Recently I have been reading some biographies of the founding fathers of our nation and it is interesting to note how they saw, very clearly, that the success of the Republic would be contingent on the virtue and morals of the people who made it up, as well as the strength of family life. We can see, on the other side of this understanding, what happens to a culture, a society, a nation when family life begins to break down. When family life breaks down it is both an indication of interior chaos and a contributor to further chaos. Is there anyone who can seriously doubt that many of the difficulties our own culture faces today are due to that breakdown of the family? And that the breakdown of the family contributes to difficulties in our culture? In many of the same ways, the Church is particularly bound to the family – the Second Vatican Council goes so far as to talk about how the family is the “domestic church” – where the Gospel is proclaimed and lived out, the Faith passed on to future generations, and God is worshipped and adored. How many of us have found our faith lives growing and deepening within our own families? Because of the centrality of the family to the life of the Church it is important for families to have a model and example to look up to and to strive to imitate and the obvious family is the Holy Family.

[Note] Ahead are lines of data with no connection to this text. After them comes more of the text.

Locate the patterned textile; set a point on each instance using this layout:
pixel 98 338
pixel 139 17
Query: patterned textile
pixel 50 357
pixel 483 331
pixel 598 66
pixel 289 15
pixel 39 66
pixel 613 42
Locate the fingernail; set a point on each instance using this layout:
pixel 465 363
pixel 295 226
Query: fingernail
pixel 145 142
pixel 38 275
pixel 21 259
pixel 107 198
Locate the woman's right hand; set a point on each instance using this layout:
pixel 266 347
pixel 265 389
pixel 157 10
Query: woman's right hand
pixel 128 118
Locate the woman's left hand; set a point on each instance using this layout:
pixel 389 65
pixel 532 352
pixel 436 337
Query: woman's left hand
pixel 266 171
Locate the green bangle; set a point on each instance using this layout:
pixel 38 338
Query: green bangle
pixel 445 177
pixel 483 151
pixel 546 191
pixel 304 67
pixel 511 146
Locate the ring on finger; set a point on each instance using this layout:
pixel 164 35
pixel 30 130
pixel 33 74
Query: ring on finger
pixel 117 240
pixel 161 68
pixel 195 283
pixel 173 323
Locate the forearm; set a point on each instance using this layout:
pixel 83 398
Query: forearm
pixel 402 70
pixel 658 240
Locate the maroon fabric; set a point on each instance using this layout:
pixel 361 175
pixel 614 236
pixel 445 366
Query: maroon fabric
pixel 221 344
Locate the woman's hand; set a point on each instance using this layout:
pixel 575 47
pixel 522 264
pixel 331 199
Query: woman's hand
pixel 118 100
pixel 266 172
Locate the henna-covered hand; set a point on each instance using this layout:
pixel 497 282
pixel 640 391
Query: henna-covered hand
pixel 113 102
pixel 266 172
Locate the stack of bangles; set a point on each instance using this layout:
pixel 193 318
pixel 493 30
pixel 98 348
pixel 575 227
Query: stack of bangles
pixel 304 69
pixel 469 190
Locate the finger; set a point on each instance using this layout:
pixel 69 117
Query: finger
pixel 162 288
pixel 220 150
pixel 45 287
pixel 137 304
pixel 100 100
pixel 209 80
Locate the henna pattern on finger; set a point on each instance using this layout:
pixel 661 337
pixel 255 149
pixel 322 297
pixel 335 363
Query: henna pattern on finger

At the core of the Holy Family, we see Christ Himself – it is having Christ at the very center of the family that makes a family truly holy. When Christ is the One that the families center themselves around - both as individuals and as a family unit - then the individuals and the family together are transformed and begin to resemble Him in their thoughts, words and actions. For Christ to be at the center of our family means a number of things, the first is the importance of prayer and the sacramental life of the Church, particularly the Sunday Mass – both as individuals and as a family unit. The second is an awareness of the Catholic Faith that is not confined to one hour a week, but which permeates the life of the family during the week the entire year through. The third is the commitment on the part of each member of the family to deepen their own individual faith and to live it out both within the “walls” of the family and outside of it. We look to the Holy Family to help us reflect on how to live out our lives in our families, so that they too may grow in holiness – so that our family homes may not only be the place for family members to gather or live, but may truly become the dwelling place of the Holy Spirit.
(This article is part of a series that will appear over the course of this year on the Monthly Devotions of the Church’s year).